Background
Krohn comes from a motorsport central family, with his father, Pertti, competing in the 1987 Finnish Formula Ford championship alongside 1998 and 1999 Formula One world champion Mika Häkkinen whilst his sister, Jenni, and brother, Oskari also compete in motorsport professionally in Finland. Jesse Krohn was born in Nurmijärvi, located in the southern Uusimaa region of Finland, during September 1990. His father, Pertti Kurki-Suonio was a racing driver.
Career
He is notable for winning the Finnish, Northern European Zone (NEZ) and Estonian Formula Renault championships. He competed in the Finnish Formula Ford championship alongside future Formula One drivers Mika Häkkinen and Mika Salo. However, despite finishing behind Salo and Häkkinen in the championship, Pertti"s career never went beyond Scandinavia, excluding a one-off appearance at Brands Hatch for the Formula Ford festival.

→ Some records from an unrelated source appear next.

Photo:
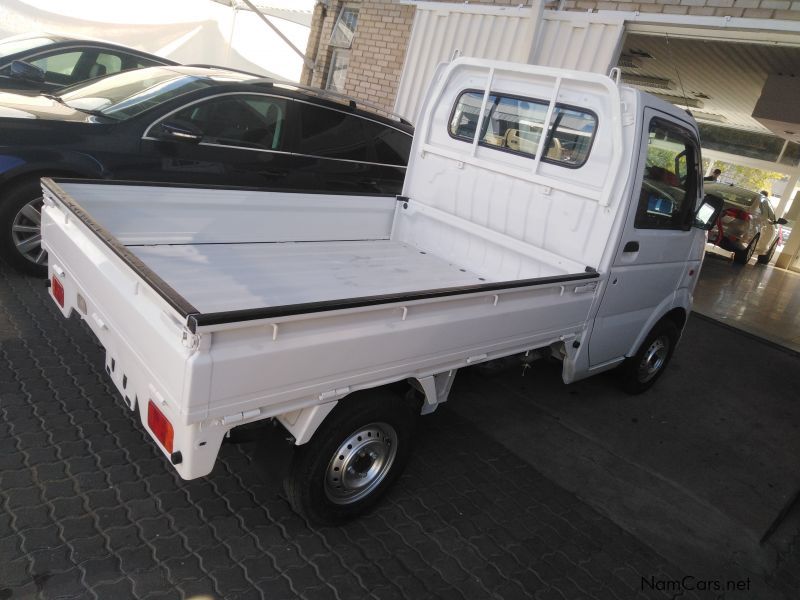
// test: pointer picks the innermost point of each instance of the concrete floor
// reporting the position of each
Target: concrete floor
(759, 299)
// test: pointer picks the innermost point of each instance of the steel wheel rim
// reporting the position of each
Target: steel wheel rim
(26, 232)
(361, 463)
(751, 249)
(654, 359)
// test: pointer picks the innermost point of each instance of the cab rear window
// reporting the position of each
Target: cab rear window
(516, 125)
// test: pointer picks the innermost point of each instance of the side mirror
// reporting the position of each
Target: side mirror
(179, 131)
(26, 72)
(706, 216)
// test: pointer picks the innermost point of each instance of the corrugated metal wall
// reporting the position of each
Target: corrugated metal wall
(582, 41)
(587, 42)
(441, 30)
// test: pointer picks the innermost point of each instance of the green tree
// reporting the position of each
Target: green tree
(746, 177)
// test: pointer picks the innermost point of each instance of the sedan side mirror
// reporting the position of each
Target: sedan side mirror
(706, 216)
(179, 131)
(26, 72)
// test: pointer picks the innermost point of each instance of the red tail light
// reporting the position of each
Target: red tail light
(737, 213)
(58, 290)
(160, 426)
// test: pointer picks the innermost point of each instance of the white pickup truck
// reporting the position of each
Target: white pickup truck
(545, 212)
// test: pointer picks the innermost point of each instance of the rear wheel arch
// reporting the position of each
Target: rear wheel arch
(677, 316)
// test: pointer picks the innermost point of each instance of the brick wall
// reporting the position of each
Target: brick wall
(377, 53)
(384, 27)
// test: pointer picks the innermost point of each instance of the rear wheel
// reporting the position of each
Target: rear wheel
(765, 258)
(20, 227)
(742, 257)
(639, 372)
(353, 458)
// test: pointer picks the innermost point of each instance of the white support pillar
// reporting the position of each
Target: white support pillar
(792, 246)
(788, 192)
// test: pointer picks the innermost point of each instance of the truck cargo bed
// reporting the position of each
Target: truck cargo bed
(230, 277)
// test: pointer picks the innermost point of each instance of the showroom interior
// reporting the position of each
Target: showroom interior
(519, 486)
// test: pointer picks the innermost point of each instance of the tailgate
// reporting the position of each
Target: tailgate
(148, 349)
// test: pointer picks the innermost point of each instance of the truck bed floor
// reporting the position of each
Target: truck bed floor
(226, 277)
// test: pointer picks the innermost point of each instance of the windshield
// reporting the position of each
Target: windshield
(128, 94)
(14, 45)
(731, 195)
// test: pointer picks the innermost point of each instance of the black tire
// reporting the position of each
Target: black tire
(639, 372)
(19, 242)
(765, 258)
(367, 440)
(742, 257)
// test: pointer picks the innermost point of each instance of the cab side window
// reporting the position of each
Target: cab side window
(516, 125)
(669, 183)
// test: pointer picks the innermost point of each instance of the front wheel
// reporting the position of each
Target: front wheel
(639, 372)
(20, 228)
(742, 257)
(353, 458)
(765, 258)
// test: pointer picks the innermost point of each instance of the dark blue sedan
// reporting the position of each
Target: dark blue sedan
(45, 63)
(193, 125)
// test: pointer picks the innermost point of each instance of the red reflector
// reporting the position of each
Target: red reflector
(160, 427)
(58, 291)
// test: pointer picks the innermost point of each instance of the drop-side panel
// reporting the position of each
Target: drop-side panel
(298, 360)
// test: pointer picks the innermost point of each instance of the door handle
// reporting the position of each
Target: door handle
(631, 247)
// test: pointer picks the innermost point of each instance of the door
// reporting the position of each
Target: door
(659, 247)
(241, 142)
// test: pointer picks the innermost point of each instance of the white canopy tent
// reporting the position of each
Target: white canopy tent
(220, 32)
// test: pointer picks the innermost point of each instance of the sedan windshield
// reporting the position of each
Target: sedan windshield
(130, 93)
(13, 45)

Krohn began his career in karts when he was six, he spent nine years karting before moving up into car racing in 2005 as a test driver for saloon cars.

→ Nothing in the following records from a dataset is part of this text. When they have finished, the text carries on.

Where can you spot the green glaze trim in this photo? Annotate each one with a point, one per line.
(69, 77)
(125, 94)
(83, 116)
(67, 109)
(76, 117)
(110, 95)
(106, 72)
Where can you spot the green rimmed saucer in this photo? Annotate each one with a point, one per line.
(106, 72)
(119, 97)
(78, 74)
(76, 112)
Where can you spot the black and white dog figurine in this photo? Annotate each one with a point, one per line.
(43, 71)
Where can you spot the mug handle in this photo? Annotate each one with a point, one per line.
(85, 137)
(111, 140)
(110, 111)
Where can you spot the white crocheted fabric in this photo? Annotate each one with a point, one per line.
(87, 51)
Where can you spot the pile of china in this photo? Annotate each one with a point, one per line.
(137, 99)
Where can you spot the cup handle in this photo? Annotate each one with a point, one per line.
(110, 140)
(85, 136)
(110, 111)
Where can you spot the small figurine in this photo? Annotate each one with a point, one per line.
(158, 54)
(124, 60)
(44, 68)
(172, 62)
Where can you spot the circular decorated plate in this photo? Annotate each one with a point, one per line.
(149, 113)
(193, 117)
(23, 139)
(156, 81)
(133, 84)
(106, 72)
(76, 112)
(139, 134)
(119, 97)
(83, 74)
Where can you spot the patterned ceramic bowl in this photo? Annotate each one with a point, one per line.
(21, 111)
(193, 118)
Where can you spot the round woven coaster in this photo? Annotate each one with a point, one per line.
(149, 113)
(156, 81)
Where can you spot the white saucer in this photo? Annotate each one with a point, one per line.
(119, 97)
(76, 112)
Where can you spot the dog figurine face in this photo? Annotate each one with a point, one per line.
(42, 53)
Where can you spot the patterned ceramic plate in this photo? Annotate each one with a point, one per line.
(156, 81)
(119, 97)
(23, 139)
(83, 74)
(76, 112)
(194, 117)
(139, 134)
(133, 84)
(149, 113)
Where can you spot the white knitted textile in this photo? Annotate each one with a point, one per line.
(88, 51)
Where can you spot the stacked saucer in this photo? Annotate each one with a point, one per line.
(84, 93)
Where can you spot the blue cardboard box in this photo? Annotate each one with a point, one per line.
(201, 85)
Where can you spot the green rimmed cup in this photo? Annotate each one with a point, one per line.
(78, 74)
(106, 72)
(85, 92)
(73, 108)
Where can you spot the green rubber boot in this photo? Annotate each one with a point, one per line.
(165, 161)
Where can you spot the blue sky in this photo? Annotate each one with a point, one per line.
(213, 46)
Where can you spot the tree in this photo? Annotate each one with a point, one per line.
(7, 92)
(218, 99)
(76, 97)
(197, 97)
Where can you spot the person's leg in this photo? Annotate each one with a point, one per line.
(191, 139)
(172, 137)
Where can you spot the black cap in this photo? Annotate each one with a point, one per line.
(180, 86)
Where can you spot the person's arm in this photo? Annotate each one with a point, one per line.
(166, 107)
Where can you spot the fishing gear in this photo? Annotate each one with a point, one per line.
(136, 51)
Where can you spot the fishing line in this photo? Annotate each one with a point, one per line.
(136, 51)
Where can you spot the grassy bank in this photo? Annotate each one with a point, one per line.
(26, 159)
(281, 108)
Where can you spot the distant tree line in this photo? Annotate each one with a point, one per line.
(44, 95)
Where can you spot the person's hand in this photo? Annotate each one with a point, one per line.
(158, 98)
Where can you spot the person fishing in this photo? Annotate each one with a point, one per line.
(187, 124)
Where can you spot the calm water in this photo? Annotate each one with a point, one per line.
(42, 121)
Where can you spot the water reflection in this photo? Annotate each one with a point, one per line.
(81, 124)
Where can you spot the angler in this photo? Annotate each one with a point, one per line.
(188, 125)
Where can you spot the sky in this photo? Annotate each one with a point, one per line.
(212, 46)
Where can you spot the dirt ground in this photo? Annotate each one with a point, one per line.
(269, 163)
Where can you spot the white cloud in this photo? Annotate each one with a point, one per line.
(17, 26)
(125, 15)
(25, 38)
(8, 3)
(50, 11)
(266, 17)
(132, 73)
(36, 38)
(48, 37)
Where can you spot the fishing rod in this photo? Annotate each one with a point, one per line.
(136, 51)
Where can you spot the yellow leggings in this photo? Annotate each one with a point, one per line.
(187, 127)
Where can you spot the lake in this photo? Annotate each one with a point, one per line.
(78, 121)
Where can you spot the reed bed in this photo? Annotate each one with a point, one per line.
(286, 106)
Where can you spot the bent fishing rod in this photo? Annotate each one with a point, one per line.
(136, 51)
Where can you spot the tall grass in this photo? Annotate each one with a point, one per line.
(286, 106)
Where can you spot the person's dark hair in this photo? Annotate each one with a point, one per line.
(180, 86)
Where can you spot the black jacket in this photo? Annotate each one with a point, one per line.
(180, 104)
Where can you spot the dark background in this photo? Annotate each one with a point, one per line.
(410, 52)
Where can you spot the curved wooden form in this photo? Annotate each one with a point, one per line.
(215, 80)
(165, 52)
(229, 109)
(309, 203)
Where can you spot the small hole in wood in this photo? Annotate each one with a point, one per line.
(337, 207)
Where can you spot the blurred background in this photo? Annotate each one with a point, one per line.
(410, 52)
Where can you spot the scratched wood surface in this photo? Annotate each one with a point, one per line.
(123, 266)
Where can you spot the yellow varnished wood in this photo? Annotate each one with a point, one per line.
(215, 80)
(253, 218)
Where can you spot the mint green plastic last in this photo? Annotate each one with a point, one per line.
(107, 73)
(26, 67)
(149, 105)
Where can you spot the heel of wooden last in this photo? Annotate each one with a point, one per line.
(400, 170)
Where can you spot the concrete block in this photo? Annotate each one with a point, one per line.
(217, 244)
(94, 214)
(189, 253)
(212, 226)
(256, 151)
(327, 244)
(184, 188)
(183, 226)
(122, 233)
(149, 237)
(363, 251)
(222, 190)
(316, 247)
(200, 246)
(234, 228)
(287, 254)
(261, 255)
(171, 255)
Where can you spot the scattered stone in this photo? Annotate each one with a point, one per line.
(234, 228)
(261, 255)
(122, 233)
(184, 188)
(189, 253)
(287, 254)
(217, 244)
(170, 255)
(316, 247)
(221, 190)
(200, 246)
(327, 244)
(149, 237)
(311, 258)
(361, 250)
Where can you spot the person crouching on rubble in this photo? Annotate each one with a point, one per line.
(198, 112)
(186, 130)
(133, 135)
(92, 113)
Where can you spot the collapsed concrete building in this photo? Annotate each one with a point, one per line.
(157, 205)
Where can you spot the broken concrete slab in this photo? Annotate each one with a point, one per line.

In 2006, he competed in a number of Formula Ford events in his home country, finishing in eighth, and also competing in the Ford Ford Festival at Brands Hatch, finishing 10th, and also in the British Formula Ford Winter Series, finishing as runner up to Brit David Mayes. The Finn entered the full United Kingdom championship the following year as well as the Finnish Formula Three championship, "I was in a "97 Dallara with a H-pattern gearbox" Krohn recalls, "my shoulders were over the cockpit".
In the United Kingdom championship, Krohn finished the year in 17th with 82 points whilst he had a better time in Finnish Formula Three with six wins and finishing second overall in the championship. He also re-entered the Formula Ford festival as well, performing better than the previous year finishing eighth.
2008 was Krohn"s best year yet, with three championship wins in the Finnish, Northern European Zone (NEZ) and Estonian Formula Renault championships, recording ten wins in total.
He also competed in the British, Italian and Northern European championships as well, but experiencing little success by comparison. Krohn gained some notoriety during the year as well after climbing up from twenty–fifth to seventh in the wet conditions at Donington Park but soon dropped out of the point after his suspension failed and so had to complete the final three laps on three wheels, "exactly what January Magnussen would have done" commented Mark Burdett Motorsport engineer Andy Miller, who ran the Danish driver during his 1994 British Formula 3 campaign.